How to reduce the number of duplicated lines in a xarray?

Question

I would like to remove duplicated line from this xarray:

<xarray.QFDataArray (dates: 61, tickers: 4, fields: 6)>
array([[[ 4.9167,     nan, ...,  2.1695,     nan],
        [ 4.9167,     nan, ...,  2.1695,     nan],
        [ 4.9167,     nan, ...,  2.1695,     nan],
        [ 4.9167,     nan, ...,  2.1695,     nan]],
       [[ 5.    ,     nan, ...,  2.1333, 70.02  ],
        [ 5.    ,     nan, ...,  2.1333, 70.02  ],
        [ 5.    ,     nan, ...,  2.1333, 70.02  ],
        [ 5.    ,     nan, ...,  2.1333, 70.02  ]],
       ...,
       [[    nan,     nan, ...,     nan,     nan],
        [    nan,     nan, ...,     nan,     nan],
        [    nan,     nan, ...,     nan,     nan],
        [    nan,     nan, ...,     nan,     nan]],
       [[    nan,     nan, ...,     nan,     nan],
        [    nan,     nan, ...,     nan,     nan],
        [    nan,     nan, ...,     nan,     nan],
        [    nan,     nan, ...,     nan,     nan]]])
Coordinates:
  * tickers  (tickers) object BloombergTicker:0000630D US Equity ... BloombergTicker:0000630D US Equity
  * fields   (fields) <U27 'PX_LAST' 'BEST_PEG_RATIO' ... 'VOLATILITY_360D'
  * dates    (dates) datetime64[ns] 1995-06-30 1995-07-30 ... 2000-06-30

In the example above, the ticker is duplicated 4 times. My goal is to obtain an output that looks kind of the following:

<xarray.QFDataArray (dates: 61, tickers: 1, fields: 6)>
array([[[ 4.9167,     nan, ...,  2.1695,     nan],
       [ 5.    ,     nan, ...,  2.1333, 70.02  ],
       ...,
       [    nan,     nan, ...,     nan,     nan],
       [    nan,     nan, ...,     nan,     nan]]])
Coordinates:
  * tickers  (tickers) object BloombergTicker:0000630D US Equity
  * fields   (fields) <U27 'PX_LAST' 'BEST_PEG_RATIO' ... 'VOLATILITY_360D'
  * dates    (dates) datetime64[ns] 1995-06-30 1995-07-30 ... 2000-06-30

Note that the field "tickers" was reduced from 4 to 1.
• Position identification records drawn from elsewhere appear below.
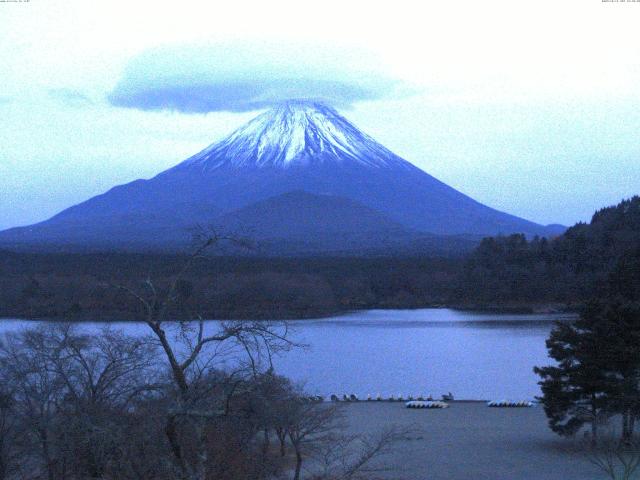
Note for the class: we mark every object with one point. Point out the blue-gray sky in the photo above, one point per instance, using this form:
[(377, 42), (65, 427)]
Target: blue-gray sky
[(529, 107)]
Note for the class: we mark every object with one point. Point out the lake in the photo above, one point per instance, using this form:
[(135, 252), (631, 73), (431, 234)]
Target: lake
[(409, 352)]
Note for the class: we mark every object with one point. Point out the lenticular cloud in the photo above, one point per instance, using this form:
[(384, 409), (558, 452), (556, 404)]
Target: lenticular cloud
[(242, 77)]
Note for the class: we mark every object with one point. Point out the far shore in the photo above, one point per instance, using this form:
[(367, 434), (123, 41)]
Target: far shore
[(499, 309), (469, 440)]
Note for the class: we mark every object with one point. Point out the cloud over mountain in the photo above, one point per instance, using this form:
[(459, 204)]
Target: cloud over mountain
[(245, 76)]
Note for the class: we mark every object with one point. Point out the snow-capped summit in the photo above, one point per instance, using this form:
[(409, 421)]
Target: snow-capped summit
[(295, 132), (299, 177)]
Here is the code (libraries importation not included) :

def _get_historical_data_cache():
    path = os.path.join(os.path.dirname(os.path.abspath(__file__)), 'cached_values_v2_clean.cache')
    data = cached_value(_get_historical_data_bloomberg, path) # data importation from cache memory, if not available, directly from a data provider
    return data

def _slice_by_ticker():
    tickers = _get_historical_data_cache().indexes['tickers']

    for k in tickers:
        slice = _get_historical_data_cache().loc[:, k, :]  # it gives me duplicated tickers.

From the data provider, I get a 3D data array (xarray) with the following dimension: dates, tickers, and fields. The goal is to "slice" this cube, plan by plan, in my case, ticker by ticker, in order to get, in each iteration, a 2D data array (or 3D xarray like shown above as desired output) that would represent each ticker with its corresponding data (dates and fields).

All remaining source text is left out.